Within the space of a very few years, most of the County was settled. From the census of 7,928 in 1825, the population grew to 15,198 in 1841, and to 31,369 in 1861. The census in 1871 recorded a dramatic loss of population to 23,020, contributed largely to the exhaustion of the forests and consequent decline of the lumber trade. By 1880 the area of “occupied” land in the County totaled 490,452 acres of which 232,516 acres were improved, 145,784 under crop and 2,054 devoted to gardens and orchards, the whole being in the possession of 3,599 occupiers, of whom 3,208 were owners of the land so occupied.
From: The Settlement of Lanark County with Special Attention to Bathurst Township.
This detailed H.F.Walling map is based on the surveyed lands of Westmeath Township. Below you will see sections from the 1863 map enlarged for easier reading. Photoshopping to black & white has been done to allow the individual owner names to show more clearly.
A later 1874 American-made Mitchell Map of Ontario shows the counties and now places like Pembroke, Petawawa River, and Gower Point have all been included. The city of Ottawa is no longer Bytown. The counties of Renfrew and Lanark are separate.
This Map includes some areas of Allumette Island. The economic and social ties with “The Island” went deep into the fabric of the early settlements when people went back and forth either by boat, canoe or on the winter ice roads. Many early families had relatives or dealings on both sides of the river.
The Land on which Beachburg Village is located was owned by two major families the Beaches and the Condies. However we only have a map of the Beach Properties. The village was founded by and named for David Beach who had served in the 1812-14 war and thus qualified for a Militia Grant.

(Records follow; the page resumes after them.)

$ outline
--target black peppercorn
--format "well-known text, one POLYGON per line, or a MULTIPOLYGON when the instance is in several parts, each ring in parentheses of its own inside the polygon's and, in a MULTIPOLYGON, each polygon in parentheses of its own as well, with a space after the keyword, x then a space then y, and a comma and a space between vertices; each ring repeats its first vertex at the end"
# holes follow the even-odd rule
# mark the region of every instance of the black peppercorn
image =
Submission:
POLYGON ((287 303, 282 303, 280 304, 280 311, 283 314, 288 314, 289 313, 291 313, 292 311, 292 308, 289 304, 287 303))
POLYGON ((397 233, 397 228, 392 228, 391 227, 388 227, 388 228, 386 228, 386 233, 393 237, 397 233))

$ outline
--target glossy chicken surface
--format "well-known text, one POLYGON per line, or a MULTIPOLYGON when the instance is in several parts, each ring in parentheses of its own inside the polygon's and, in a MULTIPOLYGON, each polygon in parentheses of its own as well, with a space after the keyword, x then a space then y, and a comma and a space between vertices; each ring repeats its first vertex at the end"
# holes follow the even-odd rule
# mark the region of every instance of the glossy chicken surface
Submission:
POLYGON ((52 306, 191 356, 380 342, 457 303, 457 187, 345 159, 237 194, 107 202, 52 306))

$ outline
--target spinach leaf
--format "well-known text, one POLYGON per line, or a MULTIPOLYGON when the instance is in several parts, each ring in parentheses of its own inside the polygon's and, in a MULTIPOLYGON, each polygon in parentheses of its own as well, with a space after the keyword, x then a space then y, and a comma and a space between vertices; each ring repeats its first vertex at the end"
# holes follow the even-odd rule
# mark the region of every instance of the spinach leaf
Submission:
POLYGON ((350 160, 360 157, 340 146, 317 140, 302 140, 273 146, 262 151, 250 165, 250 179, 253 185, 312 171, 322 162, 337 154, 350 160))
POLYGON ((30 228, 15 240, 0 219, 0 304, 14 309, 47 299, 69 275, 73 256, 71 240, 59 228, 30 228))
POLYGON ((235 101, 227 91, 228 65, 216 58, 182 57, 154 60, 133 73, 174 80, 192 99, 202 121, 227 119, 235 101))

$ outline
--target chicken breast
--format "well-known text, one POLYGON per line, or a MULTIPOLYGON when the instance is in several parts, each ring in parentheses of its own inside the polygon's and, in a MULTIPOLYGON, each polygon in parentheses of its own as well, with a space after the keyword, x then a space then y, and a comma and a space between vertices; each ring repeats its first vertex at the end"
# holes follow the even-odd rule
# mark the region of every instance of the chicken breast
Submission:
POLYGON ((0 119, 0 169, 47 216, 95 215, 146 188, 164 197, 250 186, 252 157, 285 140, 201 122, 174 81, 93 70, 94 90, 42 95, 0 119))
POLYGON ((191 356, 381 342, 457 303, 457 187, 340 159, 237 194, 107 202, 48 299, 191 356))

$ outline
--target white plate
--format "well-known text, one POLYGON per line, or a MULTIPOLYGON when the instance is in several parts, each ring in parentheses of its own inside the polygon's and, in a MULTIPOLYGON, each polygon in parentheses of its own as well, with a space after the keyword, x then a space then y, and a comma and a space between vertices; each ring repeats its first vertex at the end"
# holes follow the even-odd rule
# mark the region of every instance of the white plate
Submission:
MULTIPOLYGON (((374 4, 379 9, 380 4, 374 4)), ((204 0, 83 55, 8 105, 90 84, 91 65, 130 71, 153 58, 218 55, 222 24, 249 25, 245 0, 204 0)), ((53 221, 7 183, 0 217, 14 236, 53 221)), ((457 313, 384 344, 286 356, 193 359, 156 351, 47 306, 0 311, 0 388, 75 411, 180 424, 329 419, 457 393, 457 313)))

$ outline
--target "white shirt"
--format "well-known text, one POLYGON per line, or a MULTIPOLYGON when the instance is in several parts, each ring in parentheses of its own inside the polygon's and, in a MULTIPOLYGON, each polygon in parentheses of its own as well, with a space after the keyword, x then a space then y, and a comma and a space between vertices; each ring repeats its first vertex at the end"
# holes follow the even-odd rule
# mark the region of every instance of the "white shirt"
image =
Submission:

Jackson Village Properties and Tucker Village Properties. The two landowner founding families of the Village of Westmeath were headed by Noah Jackson and George Tucker. Like David Beach these families were old United Empire Loyalist stock.
Prior to 2002 Ontario Municipal Amalgamation: The Townships of Renfrew County Map: Townships of Renfrew County.
Make your own New Electronic Map
From the oldest known map to your new creation. Any amateur cartographer’s dream can come true when using the County of Renfrew’s web-based Geocortex electronic mapping on the County of Renfrew website. Click here to give it a try. (choose the Public Site link).
First, zone in on the distinctive big bend in the river in Whitewater Township in the upper right of the Renfrew County- to what was once Westmeath Township. That is approximately the area for Historic Westmeath Township. This easy–to-use software contains a wonderful array of possible electronic maps that you make for yourself by adding your personal map “layers”. Look through the available “Map Layers” list at the left side of the screen and simply check the items you want included. Everything from lots and concession labels to fire halls can be added in any combination.
Click and hold and move the map around onscreen. Zoom in and out. Use the black “Point Identify” button and then move your cursor to the place you want identified and a history will print out for you. Play with this technology until you have the map of your dreams!
Add the “lots and concessions” layer for the general area where your ancestor lived, then you should try zooming in until the label is easy to read. Either print of you new Concession and Lot map or make note of the Concession and Lot that you ancestor owned.
Land owners come and go but the land remains constant. Use this modern map as your reference map. Rest assured that the same historic numbering and labeling system of lots and concessions is still in use today. If you know what part of Westmeath Township your ancestor settled, then you can zero in on the correct lot.